De la raison pure comme faculté essentiellement distincte de l’entendement pur.

L’apparence dont il s’agit ici a son siège dans la raison pure. Mais qu’est-ce que cette raison pure ? Est-elle autre chose que l’entendement pur. « Toute notre connaissance, dit Kant (p. 359), commence par les sens, passe de là à l’entendement et finit par la raison. » Comment distingue-t-il cette dernière faculté de la précédente ?

Fonction de cette faculté.

Selon lui, la raison a pour fonction de ramener la pensée à sa plus haute unité ; c’est donc la faculté la plus élevée qui soit en nous. Elle se distingue de l’entendement en ce que, tandis que celui-ci peut être défini la faculté de ramener les phénomènes à l’unité au moyen de certaines règles, la raison est celle de ramener à l’unité les règles de l’entendement au moyen de certains principes. Elle est en ce sens, la faculté des principes (en entendant par là les derniers concepts auxquels puisse s’élever l’esprit humain), comme l’entendement est la faculté des règles.

Mais, pour justifier cette distinction de l’entendement et de la raison et l’existence de celle-ci à titre de faculté originale, il faut montrer qu’elle est en effet la source de principes ou de concepts qu’elle ne tire ni des sens, ni de l’entendement.
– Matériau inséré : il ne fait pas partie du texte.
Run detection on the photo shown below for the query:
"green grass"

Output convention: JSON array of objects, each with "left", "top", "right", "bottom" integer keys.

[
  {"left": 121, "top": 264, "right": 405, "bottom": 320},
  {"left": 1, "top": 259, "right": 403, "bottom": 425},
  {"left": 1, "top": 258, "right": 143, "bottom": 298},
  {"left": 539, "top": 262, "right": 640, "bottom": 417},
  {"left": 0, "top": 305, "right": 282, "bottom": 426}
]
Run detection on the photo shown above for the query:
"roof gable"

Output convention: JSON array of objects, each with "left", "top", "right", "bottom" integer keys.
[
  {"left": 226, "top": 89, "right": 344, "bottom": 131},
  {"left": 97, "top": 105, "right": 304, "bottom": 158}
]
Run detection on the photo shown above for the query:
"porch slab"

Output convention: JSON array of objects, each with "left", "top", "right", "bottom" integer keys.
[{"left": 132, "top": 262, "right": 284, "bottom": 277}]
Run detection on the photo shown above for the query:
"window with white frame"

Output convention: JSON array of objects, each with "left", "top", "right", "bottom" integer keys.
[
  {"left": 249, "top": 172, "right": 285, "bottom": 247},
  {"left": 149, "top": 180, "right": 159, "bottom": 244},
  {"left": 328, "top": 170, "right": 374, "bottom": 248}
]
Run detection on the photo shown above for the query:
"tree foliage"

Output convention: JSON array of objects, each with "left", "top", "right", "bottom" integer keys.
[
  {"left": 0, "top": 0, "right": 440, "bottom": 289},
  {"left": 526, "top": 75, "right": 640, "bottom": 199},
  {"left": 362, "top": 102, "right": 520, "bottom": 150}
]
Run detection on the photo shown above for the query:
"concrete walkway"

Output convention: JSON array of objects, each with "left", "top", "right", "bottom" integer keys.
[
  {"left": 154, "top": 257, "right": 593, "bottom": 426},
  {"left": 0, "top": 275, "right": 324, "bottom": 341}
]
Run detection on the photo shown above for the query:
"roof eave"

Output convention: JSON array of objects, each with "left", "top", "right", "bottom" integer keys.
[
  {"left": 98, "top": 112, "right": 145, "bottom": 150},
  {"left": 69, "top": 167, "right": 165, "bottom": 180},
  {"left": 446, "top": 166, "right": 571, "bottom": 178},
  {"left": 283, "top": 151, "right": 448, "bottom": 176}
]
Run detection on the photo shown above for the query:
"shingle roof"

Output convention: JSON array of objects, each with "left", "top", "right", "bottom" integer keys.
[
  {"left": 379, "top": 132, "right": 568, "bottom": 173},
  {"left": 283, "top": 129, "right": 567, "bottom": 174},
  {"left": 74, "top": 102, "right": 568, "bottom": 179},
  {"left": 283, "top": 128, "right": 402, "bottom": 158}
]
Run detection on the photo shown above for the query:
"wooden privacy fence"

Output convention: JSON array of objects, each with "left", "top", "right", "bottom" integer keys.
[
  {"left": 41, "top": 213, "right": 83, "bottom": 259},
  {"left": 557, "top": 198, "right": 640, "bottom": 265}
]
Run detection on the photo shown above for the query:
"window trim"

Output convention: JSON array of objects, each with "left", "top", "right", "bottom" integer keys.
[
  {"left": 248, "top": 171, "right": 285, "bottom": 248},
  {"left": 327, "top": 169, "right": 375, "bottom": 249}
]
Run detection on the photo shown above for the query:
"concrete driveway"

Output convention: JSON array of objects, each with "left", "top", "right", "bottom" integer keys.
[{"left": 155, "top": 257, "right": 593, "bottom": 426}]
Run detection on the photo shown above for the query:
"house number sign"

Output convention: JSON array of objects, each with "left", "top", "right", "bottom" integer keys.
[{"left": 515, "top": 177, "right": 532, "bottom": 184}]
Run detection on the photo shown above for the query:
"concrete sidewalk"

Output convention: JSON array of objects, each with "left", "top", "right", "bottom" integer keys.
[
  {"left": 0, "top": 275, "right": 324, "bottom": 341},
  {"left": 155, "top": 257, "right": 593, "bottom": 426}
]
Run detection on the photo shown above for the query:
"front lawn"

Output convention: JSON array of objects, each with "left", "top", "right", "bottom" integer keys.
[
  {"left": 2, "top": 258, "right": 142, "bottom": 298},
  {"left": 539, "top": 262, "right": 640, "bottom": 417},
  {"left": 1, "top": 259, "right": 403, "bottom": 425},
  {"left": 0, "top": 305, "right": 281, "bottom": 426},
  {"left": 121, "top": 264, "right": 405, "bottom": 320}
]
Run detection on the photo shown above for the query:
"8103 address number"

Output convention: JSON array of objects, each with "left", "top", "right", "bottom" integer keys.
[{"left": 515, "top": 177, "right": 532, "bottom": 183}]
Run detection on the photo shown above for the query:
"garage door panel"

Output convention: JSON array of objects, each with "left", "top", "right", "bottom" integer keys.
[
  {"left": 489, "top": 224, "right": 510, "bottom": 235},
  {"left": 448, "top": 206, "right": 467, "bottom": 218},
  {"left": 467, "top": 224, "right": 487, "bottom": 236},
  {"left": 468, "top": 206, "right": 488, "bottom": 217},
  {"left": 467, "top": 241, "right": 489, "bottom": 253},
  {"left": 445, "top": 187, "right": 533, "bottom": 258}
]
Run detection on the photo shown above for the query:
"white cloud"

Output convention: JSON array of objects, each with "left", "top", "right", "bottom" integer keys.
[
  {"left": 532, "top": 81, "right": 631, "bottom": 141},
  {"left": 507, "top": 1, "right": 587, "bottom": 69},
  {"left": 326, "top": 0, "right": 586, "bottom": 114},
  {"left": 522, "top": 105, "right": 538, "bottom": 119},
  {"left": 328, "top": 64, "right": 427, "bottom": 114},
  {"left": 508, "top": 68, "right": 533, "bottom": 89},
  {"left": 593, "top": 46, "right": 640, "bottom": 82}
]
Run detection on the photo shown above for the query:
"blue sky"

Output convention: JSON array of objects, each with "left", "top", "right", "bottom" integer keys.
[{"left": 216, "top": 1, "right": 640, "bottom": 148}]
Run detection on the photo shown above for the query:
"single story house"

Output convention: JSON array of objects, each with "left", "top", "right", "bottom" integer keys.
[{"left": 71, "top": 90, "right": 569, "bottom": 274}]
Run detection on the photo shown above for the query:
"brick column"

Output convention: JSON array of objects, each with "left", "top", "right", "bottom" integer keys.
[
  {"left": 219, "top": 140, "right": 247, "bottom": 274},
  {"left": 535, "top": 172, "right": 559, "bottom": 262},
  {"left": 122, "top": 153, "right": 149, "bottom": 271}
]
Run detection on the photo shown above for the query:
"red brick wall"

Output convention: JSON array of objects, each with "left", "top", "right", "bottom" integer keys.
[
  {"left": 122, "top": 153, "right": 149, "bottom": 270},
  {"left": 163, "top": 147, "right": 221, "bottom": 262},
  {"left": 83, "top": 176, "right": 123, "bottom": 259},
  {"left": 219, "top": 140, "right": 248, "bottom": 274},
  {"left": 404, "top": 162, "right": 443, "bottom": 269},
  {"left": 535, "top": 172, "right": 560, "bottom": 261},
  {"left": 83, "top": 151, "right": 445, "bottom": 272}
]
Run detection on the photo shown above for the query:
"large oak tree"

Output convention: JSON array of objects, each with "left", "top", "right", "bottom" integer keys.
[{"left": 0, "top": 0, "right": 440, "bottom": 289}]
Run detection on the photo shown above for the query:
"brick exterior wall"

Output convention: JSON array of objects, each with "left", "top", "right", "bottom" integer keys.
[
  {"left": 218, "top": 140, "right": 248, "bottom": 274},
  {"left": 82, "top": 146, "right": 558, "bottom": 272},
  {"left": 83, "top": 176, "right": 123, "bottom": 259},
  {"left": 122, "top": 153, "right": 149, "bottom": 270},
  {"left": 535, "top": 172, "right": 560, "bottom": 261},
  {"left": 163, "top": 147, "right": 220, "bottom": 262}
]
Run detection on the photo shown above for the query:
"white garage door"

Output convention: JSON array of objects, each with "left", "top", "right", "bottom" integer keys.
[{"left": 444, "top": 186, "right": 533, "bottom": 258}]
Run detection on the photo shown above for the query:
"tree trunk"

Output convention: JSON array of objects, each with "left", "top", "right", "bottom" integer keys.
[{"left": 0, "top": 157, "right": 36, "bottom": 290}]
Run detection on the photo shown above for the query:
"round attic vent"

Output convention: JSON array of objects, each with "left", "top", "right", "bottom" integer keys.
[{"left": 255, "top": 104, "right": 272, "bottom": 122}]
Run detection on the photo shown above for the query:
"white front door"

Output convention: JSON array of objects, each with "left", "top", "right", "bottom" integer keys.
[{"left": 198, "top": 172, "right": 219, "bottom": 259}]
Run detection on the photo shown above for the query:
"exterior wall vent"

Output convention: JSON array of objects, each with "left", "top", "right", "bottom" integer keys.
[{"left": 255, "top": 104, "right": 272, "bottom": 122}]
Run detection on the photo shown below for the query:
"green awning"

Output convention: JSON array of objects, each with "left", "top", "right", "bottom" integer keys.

Il y a d’abord un usage de la raison qui est purement formel ou logique : c’est celui qui consiste à dériver en général une conséquence d’un principe, quelles que soient d’ailleurs la nature et l’origine de ce principe. Cet usage est celui que l’on désigne sous le nom de raisonnement. Ce n’est pas de cet usage qu’il s’agit lorsque l’on considère la raison comme la source de concepts qui lui soient propres : on lui attribue dans ce cas un autre usage, un usage, non plus simplement formel, mais réel. Mais, quoique ces deux usages soient essentiellement distincts, comme ce sont en définitive les deux emplois d’une seule et même face !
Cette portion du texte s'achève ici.